Serration is a saw-like appearance or a row of sharp or tooth-like projections. A serrated cutting edge has many small points of contact with the material being cut. By having less contact area than a smooth blade or other edge, the applied pressure at each point of contact is greater and the points of contact are at a sharper angle to the material being cut. This causes a cutting action that involves many small splits in the surface of the material being cut, which cumulatively serve to cut the material along the line of the blade.

In nature, serration is commonly seen in the cutting edge on the teeth of some species, usually sharks. However, it also appears on non-cutting surfaces, for example in botany where a toothed leaf margin or other plant part, such as the edge of a carnation petal, is described as being serrated. A serrated leaf edge may reduce the force of wind and other natural elements. Probably the largest serrations on Earth occur on the skylines of mountains (the Spanish word sierra, as in Sierra Nevada, means a saw). These occur both due to the uneven action of landform edges pushing rock upwards, and the uneven action of erosion.
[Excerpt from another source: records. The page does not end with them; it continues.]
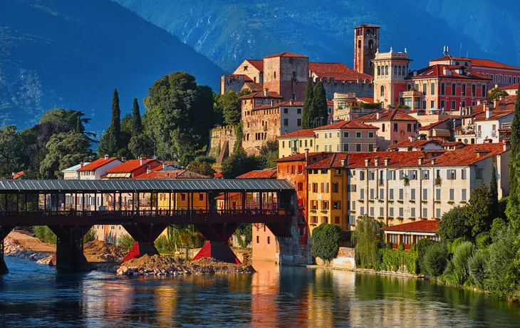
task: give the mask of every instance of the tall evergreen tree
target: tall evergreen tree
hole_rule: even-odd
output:
[[[141,113],[139,111],[137,98],[134,98],[134,106],[132,108],[132,135],[138,135],[142,132]]]
[[[517,93],[520,95],[520,86]],[[516,232],[520,230],[520,96],[516,97],[514,116],[511,124],[511,157],[509,159],[509,198],[506,215]]]
[[[496,169],[493,166],[491,172],[491,182],[489,183],[489,193],[491,193],[492,212],[493,218],[495,219],[500,215],[500,207],[499,206],[499,188],[496,185]]]
[[[314,95],[314,88],[313,87],[312,80],[311,78],[307,81],[307,87],[305,90],[305,101],[303,102],[303,112],[301,115],[301,128],[307,129],[309,126],[309,119],[311,113],[312,112],[313,96]]]
[[[314,124],[315,127],[324,125],[328,121],[328,107],[327,107],[327,93],[321,81],[316,84],[313,96],[312,112],[309,118],[309,123]]]

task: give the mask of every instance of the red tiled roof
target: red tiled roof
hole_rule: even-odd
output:
[[[410,141],[410,140],[403,140],[397,143],[394,143],[388,147],[388,149],[392,148],[408,148],[412,147],[413,148],[420,148],[425,146],[429,143],[435,143],[435,145],[440,145],[441,143],[436,140],[415,140]]]
[[[255,170],[236,177],[237,179],[276,179],[276,169]]]
[[[355,121],[360,122],[371,122],[374,121],[417,121],[413,116],[410,116],[400,109],[385,109],[379,112],[380,118],[378,118],[377,113],[365,115]]]
[[[252,65],[255,68],[264,71],[264,60],[263,59],[246,59],[248,63]]]
[[[293,53],[288,51],[284,51],[281,52],[280,53],[275,53],[274,55],[268,56],[267,57],[264,57],[264,58],[275,58],[275,57],[296,57],[296,58],[308,58],[308,56],[303,56],[303,55],[298,55],[298,53]]]
[[[320,126],[313,129],[315,131],[319,130],[331,130],[336,128],[355,128],[355,129],[370,129],[378,130],[379,128],[374,125],[370,125],[357,121],[338,121],[338,122],[329,124],[328,125]]]
[[[90,163],[88,165],[86,165],[83,166],[83,168],[78,168],[78,171],[93,171],[95,170],[98,169],[101,166],[108,164],[109,163],[117,160],[118,158],[115,157],[112,157],[108,158],[108,160],[105,160],[104,157],[102,157],[101,158],[97,159],[94,160],[93,162]]]
[[[425,131],[427,130],[430,130],[432,128],[435,128],[437,125],[440,125],[440,124],[442,124],[443,123],[446,122],[449,119],[449,118],[444,118],[444,120],[437,121],[437,122],[434,122],[432,123],[428,124],[427,125],[421,126],[420,128],[419,128],[418,130],[420,131]]]
[[[439,221],[435,220],[420,220],[402,225],[383,227],[383,231],[402,231],[405,232],[437,232]]]
[[[251,99],[251,98],[283,98],[281,96],[280,96],[279,93],[274,91],[269,91],[268,96],[266,97],[264,94],[264,91],[257,91],[257,92],[253,92],[247,95],[242,96],[240,97],[240,99]]]
[[[276,138],[279,139],[280,138],[313,137],[314,135],[316,135],[316,134],[313,130],[311,129],[306,129],[298,130],[283,135],[279,135]]]
[[[157,160],[147,159],[145,164],[141,165],[141,160],[128,160],[115,168],[107,171],[107,173],[131,173],[142,166],[150,165],[152,168],[160,165],[161,163]]]
[[[450,75],[446,75],[444,73],[444,68],[447,67],[448,69],[450,71]],[[457,68],[462,68],[464,73],[464,74],[461,74],[458,73],[456,70]],[[407,78],[438,78],[438,77],[442,77],[444,78],[462,78],[462,79],[467,79],[467,80],[488,80],[491,81],[491,78],[486,77],[482,74],[479,74],[478,73],[475,73],[472,71],[467,71],[467,68],[464,66],[454,66],[450,65],[441,65],[441,64],[436,64],[432,65],[431,66],[425,67],[424,68],[420,69],[417,71],[417,76],[414,76],[412,73],[410,73],[410,75],[407,77]]]
[[[450,59],[452,61],[471,61],[472,66],[474,66],[474,67],[479,67],[479,67],[489,67],[489,68],[492,68],[514,69],[514,70],[516,70],[516,71],[520,71],[520,68],[519,68],[518,67],[514,67],[514,66],[511,66],[511,65],[499,63],[498,61],[492,61],[490,59],[454,57],[451,55],[444,56],[444,57],[432,59],[430,61],[448,61]]]

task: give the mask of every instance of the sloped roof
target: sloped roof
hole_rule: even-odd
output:
[[[371,122],[375,121],[417,121],[413,116],[405,113],[401,109],[385,109],[379,112],[380,116],[378,118],[378,113],[365,115],[355,121],[360,122]]]
[[[436,220],[420,220],[409,223],[383,227],[383,231],[400,231],[405,232],[437,232],[439,221]]]

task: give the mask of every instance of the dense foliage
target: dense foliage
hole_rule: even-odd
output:
[[[315,227],[311,238],[311,254],[324,261],[331,261],[338,256],[341,228],[336,225],[323,223]]]

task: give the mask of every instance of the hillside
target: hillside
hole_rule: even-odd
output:
[[[459,56],[520,66],[520,7],[492,0],[115,0],[227,71],[245,58],[288,50],[352,66],[353,27],[381,26],[381,50],[407,48],[412,68],[449,46]],[[462,50],[460,51],[460,43]]]
[[[177,37],[110,0],[0,1],[0,125],[20,128],[56,106],[80,110],[99,130],[112,93],[123,114],[174,71],[218,90],[223,71]]]

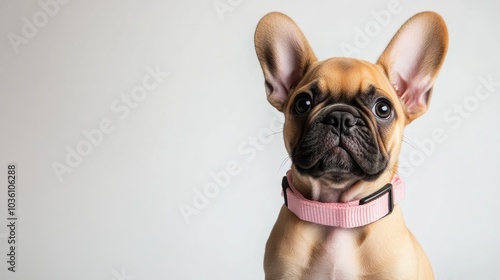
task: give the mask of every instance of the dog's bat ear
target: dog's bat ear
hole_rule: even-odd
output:
[[[255,30],[255,51],[264,72],[267,99],[278,110],[316,57],[304,34],[288,16],[265,15]]]
[[[441,16],[422,12],[401,26],[377,61],[404,104],[408,123],[427,111],[447,49]]]

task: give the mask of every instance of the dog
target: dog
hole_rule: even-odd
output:
[[[447,52],[441,16],[411,17],[375,64],[318,61],[278,12],[259,21],[254,41],[291,159],[265,279],[433,279],[397,204],[404,183],[396,172],[403,129],[426,112]]]

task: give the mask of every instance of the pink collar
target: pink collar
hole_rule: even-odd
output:
[[[299,219],[315,224],[355,228],[373,223],[394,209],[405,196],[404,181],[397,175],[390,184],[373,194],[346,203],[324,203],[308,200],[292,184],[291,171],[283,177],[285,205]]]

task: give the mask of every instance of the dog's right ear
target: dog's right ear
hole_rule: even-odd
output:
[[[277,12],[260,20],[254,41],[264,72],[267,99],[283,111],[288,94],[316,61],[316,56],[295,22]]]

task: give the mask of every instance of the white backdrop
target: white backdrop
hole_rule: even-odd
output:
[[[258,20],[288,14],[320,59],[375,61],[404,21],[434,10],[450,47],[430,110],[405,133],[403,211],[436,279],[498,279],[499,8],[2,1],[0,278],[263,279],[290,162],[253,48]]]

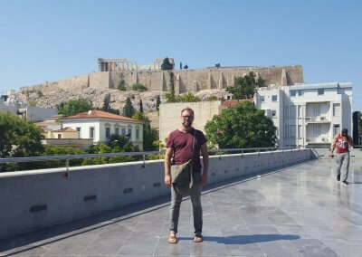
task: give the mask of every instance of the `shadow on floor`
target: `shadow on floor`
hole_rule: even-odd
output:
[[[193,240],[192,237],[177,237],[178,240]],[[232,236],[204,236],[205,242],[216,242],[224,244],[250,244],[280,240],[298,240],[300,236],[297,234],[251,234]]]
[[[262,176],[269,176],[278,172],[281,172],[288,168],[303,166],[313,161],[314,160],[302,162],[293,166],[284,166],[279,168],[273,168],[263,172],[253,173],[251,175],[227,179],[222,182],[209,184],[203,187],[204,191],[203,195],[209,194],[211,192],[227,188],[230,186],[233,186],[235,185],[252,179],[256,179],[255,176],[256,174]],[[187,198],[184,198],[184,200],[185,199]],[[170,201],[169,195],[162,196],[153,200],[148,200],[148,202],[138,203],[136,205],[125,206],[116,210],[108,211],[106,213],[99,214],[94,216],[81,218],[69,223],[64,223],[62,224],[52,225],[45,228],[41,228],[36,231],[25,233],[9,238],[0,239],[0,254],[3,252],[6,252],[20,247],[22,247],[22,250],[18,250],[18,252],[13,252],[13,254],[23,252],[36,247],[44,246],[49,243],[71,238],[72,236],[90,232],[92,230],[96,230],[104,226],[109,226],[111,225],[112,224],[116,224],[120,221],[125,221],[127,219],[145,214],[152,211],[168,206],[169,201]],[[222,240],[222,238],[220,238],[220,240]],[[36,246],[29,245],[41,241],[46,241],[46,242],[37,243]],[[26,245],[29,245],[29,247],[26,247]]]

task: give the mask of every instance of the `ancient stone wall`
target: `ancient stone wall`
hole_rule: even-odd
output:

Human uses of serration have copied, and gone beyond, those found in nature. For example, the teeth on a saw or other serrated blade serves a similar cutting or scraping purpose as the serration of an animal tooth. Tailors use pinking shears to cut cloth with a serrated edge, which, somewhat counterintuitively, reduces fraying by reducing the average length of a thread that may be pulled from the edge. A type of serration is also found in airframe shapes used in certain stealth aircraft, which use the jaggedness of the serrated edge to deflect radar signals from seams and edges where a straight, non-serrated edge would reflect radar signals back to the source. Screw threads show serration in profile, although they are usually shown in abbreviated or symbolic fashion on mechanical drawings to save time and ink. Brogue shoes are made with serrated edges on the leather pieces, for no known purpose at all other than style. The step clamp and step block assembly in metalworking adopt serration for the purpose of applying clamping pressure from an adjustable position.